A look inside making your own t-shirt grocery bag.
With Earth Day on the horizon, the Concordia Student Union (CSU) hosted an anti-consumerism week. This year’s event theme was Food Sovereignty, Sustainability & Solidarity.
In late February, the CSU put on a variety of talks, workshops, and presentations so that students could get inspired to lead a more sustainable life.
Personally, I am always curious about different methods and ways to lead a more environmentally-conscious life. When I was looking into events for the week, the ‘Make Your Own Grocery Tote bag!’ workshop appealed to me.
The use of single-use plastics has slowly but surely started making its way out of our everyday lives. According to a Global News article, two-thirds of people in Quebec say they use their own bags or bins to shop.
Whenever I go to Dollarama or Walmart, I always forget reusable bags, so I always end up paying for them when I get to check out. So this workshop was perfect for me. It happened on Feb. 21 at the Hall Building at the Downtown Campus.
As soon as I got to the workshop space, I saw the event organizers setting up sewing machines and some tables in a ‘U’ formation. The event organizers were people from the Concordia University Centre for Creative Use (CUCCR). Leading the workshop were Sustainability ambassadors, Kavi Nera and Maya Jain.
Kavi Nera, a Concordia sustainability ambassador, and Maya Jain, the Material Depot programming and coordinator for the CUCCR lead the participants in the workshop. Kaitlynn Rodney // The Concordian
Every participant was given a step-by-step guide on how to turn an old shirt into a bag. For participants who did not have an old t-shirt, the CUCCR provided one from past events, like Frosh week.
The workshop began by determining if you had a big enough shirt to make one bag and two smaller bags from the same shirt.
If you had a small shirt, you would begin by cutting the collar and sleeves off. Afterward, Neva gave a small tutorial on how to use a sewing machine to sew the bottom of the shirt closed.
Community editor, Dalia makes her bag at the Concordia center for creative reuse’s workshop for anti-consumerism week. Kaitlynn Rodney // The Concordian
For those that had big enough shirts to make smaller bags out of, the procedure was a little different. People had to make small incisions on the bottom of the shirt and then use a double knotting technique to close up the shirt.

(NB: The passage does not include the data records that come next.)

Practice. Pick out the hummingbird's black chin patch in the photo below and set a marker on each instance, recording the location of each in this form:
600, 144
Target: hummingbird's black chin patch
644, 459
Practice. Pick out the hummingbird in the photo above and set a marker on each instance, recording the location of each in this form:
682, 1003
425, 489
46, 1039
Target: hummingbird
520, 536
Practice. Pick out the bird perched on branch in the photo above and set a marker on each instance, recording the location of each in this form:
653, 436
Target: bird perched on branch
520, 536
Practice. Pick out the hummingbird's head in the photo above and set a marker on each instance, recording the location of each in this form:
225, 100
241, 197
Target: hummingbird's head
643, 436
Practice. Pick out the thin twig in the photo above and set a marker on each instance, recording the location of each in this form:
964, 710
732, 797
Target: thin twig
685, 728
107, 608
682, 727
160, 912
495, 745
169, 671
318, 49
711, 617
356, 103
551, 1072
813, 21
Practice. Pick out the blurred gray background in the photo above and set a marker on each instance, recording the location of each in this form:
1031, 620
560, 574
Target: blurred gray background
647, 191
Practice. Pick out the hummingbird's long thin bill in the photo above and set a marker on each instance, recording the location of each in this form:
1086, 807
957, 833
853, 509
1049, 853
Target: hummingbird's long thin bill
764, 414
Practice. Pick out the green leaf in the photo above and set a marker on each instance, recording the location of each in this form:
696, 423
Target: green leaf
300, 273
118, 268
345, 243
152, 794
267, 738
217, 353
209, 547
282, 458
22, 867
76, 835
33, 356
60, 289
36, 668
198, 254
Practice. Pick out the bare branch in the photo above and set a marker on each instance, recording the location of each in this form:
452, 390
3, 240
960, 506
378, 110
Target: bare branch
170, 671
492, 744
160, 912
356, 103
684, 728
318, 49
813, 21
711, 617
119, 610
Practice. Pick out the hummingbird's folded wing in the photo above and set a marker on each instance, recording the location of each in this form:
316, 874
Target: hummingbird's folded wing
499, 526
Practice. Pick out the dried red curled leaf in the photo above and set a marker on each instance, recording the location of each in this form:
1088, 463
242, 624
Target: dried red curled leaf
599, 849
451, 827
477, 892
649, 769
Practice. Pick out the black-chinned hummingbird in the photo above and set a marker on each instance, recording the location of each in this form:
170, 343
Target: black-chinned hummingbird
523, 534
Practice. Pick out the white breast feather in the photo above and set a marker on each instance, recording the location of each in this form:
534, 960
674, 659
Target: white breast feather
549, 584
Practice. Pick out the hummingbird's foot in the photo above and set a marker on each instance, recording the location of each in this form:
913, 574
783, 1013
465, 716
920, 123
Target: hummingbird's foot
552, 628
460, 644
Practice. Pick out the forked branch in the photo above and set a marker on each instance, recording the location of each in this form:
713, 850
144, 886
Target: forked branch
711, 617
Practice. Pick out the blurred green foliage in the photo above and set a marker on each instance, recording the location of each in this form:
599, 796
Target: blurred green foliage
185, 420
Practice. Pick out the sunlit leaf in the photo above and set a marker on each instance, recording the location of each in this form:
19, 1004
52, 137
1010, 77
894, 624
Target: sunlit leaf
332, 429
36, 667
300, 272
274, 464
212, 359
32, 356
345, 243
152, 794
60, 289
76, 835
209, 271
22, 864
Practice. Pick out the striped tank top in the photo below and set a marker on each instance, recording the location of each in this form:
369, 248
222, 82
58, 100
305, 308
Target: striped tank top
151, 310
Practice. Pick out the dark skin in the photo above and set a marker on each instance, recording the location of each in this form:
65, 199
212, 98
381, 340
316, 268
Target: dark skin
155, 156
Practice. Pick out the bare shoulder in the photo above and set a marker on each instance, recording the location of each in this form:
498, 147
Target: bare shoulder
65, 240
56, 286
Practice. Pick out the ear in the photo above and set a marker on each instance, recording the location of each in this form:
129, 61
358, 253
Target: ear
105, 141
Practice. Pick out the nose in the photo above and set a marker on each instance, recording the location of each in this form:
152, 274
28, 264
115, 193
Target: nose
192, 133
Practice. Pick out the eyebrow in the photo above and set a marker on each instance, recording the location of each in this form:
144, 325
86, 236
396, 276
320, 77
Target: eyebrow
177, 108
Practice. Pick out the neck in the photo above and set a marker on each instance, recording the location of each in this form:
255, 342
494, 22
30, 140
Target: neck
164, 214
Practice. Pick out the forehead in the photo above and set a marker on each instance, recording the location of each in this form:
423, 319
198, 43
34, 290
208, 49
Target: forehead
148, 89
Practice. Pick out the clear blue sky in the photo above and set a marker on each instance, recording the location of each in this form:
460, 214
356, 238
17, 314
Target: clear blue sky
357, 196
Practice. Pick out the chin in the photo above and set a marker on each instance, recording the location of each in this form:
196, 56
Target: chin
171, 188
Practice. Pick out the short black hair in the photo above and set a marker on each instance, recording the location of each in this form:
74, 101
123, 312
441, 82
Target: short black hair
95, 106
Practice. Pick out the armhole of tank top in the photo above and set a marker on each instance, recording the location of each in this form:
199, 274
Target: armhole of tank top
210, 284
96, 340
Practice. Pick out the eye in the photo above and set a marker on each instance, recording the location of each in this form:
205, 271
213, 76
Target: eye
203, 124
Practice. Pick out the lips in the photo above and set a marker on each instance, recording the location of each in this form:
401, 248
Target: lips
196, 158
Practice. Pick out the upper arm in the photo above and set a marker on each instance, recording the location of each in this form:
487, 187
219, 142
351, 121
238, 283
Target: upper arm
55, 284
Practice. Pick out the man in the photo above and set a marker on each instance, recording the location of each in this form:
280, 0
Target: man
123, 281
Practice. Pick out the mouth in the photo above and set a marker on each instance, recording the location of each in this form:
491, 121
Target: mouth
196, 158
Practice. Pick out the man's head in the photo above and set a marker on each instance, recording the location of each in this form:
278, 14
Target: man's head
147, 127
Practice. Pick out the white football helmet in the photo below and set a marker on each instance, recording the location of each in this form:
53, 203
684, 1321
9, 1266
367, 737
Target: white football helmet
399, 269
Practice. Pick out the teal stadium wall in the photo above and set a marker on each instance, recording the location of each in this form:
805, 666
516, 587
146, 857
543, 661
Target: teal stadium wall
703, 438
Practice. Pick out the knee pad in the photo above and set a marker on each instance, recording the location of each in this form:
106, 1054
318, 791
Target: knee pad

Al Turgeon, a contemporary dance major at Concordia is using one of the shirts supplied by the CUCCR to make her map using the non-sewing method. Kaitlynn Rodney // The Concordian
I feel that with inflation at the back of our minds, it’s always helpful to know some tips and tricks for cutting costs and helping reduce waste on earth. I look forward to next year’s activities for anti-consumerism week.